Whether you are watching late night TV informercials where the guy is selling you his program on how to buy real estate for fifty cents on the dollar or you are listening to your uncle who claims he just bought a short sale dirt cheep- take it all with a grain of salt. Listen to your experienced real estate agent who is short sale specialist.
When you are in the market to buy short sales choose your real estate agent wisely. Make sure that your agent has a proven track record of successfully closing short sale transactions. Your agent should not be an order taker but rather an expert on your local market conditions and values.
Insisting on making low ball offers on short sales is most often wasting your time. In most areas of the country the market is contracting. We get multiple offers on our short sale listings. The most recent short sale listing we put on the market had mulitple offers on it within 7 hours. This is not an anomoly. It is most common place.
Are you making offers just for the sake of making offers or do you want to make an offer that is going to get you the property? That is the big question. Why are you making offers on short sales?

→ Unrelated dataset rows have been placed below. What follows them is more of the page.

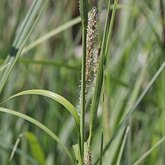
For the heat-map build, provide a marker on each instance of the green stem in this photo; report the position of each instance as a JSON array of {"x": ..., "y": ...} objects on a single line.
[{"x": 84, "y": 19}]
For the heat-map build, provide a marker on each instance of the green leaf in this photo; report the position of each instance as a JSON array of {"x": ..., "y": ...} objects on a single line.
[
  {"x": 36, "y": 148},
  {"x": 53, "y": 96},
  {"x": 39, "y": 125}
]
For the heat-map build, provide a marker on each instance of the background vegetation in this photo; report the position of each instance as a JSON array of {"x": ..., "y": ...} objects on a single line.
[{"x": 130, "y": 124}]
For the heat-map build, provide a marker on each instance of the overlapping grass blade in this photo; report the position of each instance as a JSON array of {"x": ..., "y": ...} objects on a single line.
[
  {"x": 53, "y": 96},
  {"x": 39, "y": 125}
]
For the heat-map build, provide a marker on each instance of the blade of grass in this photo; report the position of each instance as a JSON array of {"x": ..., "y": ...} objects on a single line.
[
  {"x": 133, "y": 109},
  {"x": 149, "y": 151},
  {"x": 53, "y": 96},
  {"x": 20, "y": 41},
  {"x": 51, "y": 34},
  {"x": 39, "y": 125},
  {"x": 99, "y": 79}
]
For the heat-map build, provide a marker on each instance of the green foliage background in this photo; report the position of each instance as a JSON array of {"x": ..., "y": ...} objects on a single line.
[{"x": 137, "y": 52}]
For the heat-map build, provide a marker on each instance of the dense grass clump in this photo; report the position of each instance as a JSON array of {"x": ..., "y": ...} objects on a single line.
[{"x": 82, "y": 82}]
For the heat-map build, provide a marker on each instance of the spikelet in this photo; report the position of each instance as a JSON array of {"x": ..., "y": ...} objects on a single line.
[
  {"x": 88, "y": 158},
  {"x": 91, "y": 34}
]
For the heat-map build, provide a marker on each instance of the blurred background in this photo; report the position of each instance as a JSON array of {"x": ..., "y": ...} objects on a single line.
[{"x": 136, "y": 53}]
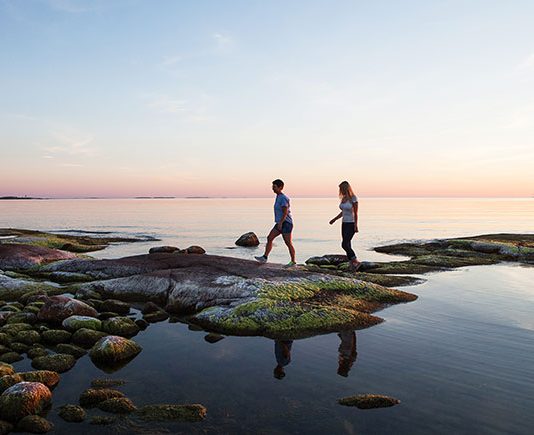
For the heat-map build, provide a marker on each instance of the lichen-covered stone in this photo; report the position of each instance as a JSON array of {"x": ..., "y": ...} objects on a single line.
[
  {"x": 93, "y": 396},
  {"x": 71, "y": 349},
  {"x": 72, "y": 413},
  {"x": 369, "y": 401},
  {"x": 73, "y": 323},
  {"x": 123, "y": 326},
  {"x": 114, "y": 349},
  {"x": 117, "y": 405},
  {"x": 22, "y": 399},
  {"x": 47, "y": 377},
  {"x": 7, "y": 381},
  {"x": 58, "y": 362},
  {"x": 163, "y": 412},
  {"x": 87, "y": 337},
  {"x": 56, "y": 336},
  {"x": 34, "y": 424}
]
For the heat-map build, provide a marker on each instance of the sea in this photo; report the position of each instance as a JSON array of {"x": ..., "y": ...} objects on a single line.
[{"x": 460, "y": 358}]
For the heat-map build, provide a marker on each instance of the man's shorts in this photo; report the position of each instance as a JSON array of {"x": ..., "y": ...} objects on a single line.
[{"x": 287, "y": 227}]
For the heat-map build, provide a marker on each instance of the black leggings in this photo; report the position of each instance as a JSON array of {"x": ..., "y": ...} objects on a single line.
[{"x": 347, "y": 233}]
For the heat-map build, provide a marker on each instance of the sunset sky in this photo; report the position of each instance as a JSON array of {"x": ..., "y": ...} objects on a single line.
[{"x": 218, "y": 98}]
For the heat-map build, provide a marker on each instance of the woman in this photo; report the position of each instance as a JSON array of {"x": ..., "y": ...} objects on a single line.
[{"x": 349, "y": 226}]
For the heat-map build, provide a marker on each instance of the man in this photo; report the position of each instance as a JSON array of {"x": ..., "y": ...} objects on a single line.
[{"x": 283, "y": 224}]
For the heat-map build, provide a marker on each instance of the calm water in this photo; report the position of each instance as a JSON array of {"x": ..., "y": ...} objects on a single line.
[{"x": 460, "y": 358}]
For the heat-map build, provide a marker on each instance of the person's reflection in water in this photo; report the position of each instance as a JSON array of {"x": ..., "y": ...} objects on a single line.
[
  {"x": 282, "y": 351},
  {"x": 347, "y": 352}
]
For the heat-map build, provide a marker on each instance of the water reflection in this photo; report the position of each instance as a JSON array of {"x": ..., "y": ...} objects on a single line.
[{"x": 347, "y": 354}]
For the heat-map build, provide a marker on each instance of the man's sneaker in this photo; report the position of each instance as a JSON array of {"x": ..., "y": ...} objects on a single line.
[{"x": 261, "y": 259}]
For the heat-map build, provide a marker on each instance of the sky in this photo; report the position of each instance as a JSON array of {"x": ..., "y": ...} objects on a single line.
[{"x": 117, "y": 98}]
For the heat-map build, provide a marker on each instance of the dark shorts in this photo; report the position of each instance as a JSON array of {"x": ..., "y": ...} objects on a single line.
[{"x": 287, "y": 227}]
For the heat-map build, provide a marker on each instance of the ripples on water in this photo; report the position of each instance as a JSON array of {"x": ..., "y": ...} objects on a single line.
[{"x": 460, "y": 358}]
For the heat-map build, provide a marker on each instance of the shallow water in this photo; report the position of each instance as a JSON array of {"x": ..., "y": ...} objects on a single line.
[{"x": 460, "y": 358}]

The strategy of offering a low ball price for the home of your dreams is the fastest way to kill your dream.
When we get multiple offers on our short sale listings the sellers are looking at what is the highest and best offer first, then they look at which offer is most likely going to be able to close. There are many factors to look at. But for now, we will look at price. The seller is most often going to take the highest priced offer.

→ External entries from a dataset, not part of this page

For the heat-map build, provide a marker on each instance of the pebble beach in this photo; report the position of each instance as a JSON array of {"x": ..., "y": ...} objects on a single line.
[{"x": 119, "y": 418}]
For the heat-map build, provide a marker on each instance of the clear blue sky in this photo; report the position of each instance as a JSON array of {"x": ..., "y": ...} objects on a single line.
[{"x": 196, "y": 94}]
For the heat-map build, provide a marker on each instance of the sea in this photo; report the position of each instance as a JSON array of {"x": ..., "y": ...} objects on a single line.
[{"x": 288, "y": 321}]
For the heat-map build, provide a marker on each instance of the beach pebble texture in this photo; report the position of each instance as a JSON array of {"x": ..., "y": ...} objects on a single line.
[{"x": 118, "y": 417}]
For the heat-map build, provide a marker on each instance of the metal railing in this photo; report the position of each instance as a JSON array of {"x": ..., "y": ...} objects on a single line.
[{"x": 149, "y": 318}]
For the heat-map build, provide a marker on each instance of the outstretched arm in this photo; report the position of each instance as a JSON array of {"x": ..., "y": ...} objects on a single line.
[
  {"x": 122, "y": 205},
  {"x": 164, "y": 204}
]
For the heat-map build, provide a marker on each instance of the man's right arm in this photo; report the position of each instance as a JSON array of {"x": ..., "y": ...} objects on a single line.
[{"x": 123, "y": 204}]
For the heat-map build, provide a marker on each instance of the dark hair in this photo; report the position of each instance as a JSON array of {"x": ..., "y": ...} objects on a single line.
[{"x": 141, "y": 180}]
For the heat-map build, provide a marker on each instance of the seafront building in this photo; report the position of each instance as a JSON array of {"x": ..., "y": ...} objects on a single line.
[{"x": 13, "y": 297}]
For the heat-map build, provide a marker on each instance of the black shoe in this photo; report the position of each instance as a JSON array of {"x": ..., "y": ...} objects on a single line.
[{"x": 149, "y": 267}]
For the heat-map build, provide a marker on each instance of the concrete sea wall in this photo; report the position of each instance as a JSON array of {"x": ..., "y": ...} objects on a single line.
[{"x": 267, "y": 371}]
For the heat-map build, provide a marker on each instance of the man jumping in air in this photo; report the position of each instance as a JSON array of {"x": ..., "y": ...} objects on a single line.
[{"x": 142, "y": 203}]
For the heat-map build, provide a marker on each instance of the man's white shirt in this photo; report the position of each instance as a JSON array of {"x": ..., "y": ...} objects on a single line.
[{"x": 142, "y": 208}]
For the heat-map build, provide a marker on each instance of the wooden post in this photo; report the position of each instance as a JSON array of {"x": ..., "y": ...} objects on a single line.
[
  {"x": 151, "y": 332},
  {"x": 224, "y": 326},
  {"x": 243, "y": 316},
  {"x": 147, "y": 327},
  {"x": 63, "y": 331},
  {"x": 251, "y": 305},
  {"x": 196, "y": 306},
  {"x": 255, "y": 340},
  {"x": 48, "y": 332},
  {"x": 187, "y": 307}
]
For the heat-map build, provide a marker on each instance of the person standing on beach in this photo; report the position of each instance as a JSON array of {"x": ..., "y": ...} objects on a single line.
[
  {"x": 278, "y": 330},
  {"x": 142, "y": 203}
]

Many people are under the erroneous assumption that the seller does not care about the offer because he or she is doing a short sale. The reality is that sellers are going to be affected by the price.
The seller’s lender is going to get a BPO ( brokers price opinion) or appraisal on the property before they approve a short sale. They will base the value of the property on that BPO or appraisal. The counter offer will be a fair market value. In the case of Fannie Mae being the investor on the note you may even see a higher than market value counter offer coming back to you.
If the seller is in the foreclosure process time is of the essence. They are playing a game or racing the court house clock and hoping to close on their short sale before the date of the final judgment. It would not be wise for the seller to accept an offer that is not going to end up in a closing before he or she loses the house. The foreclosure process does not stop just because there is an offer on the table.
The best strategy for getting a short sale property is to make a fair market value offer.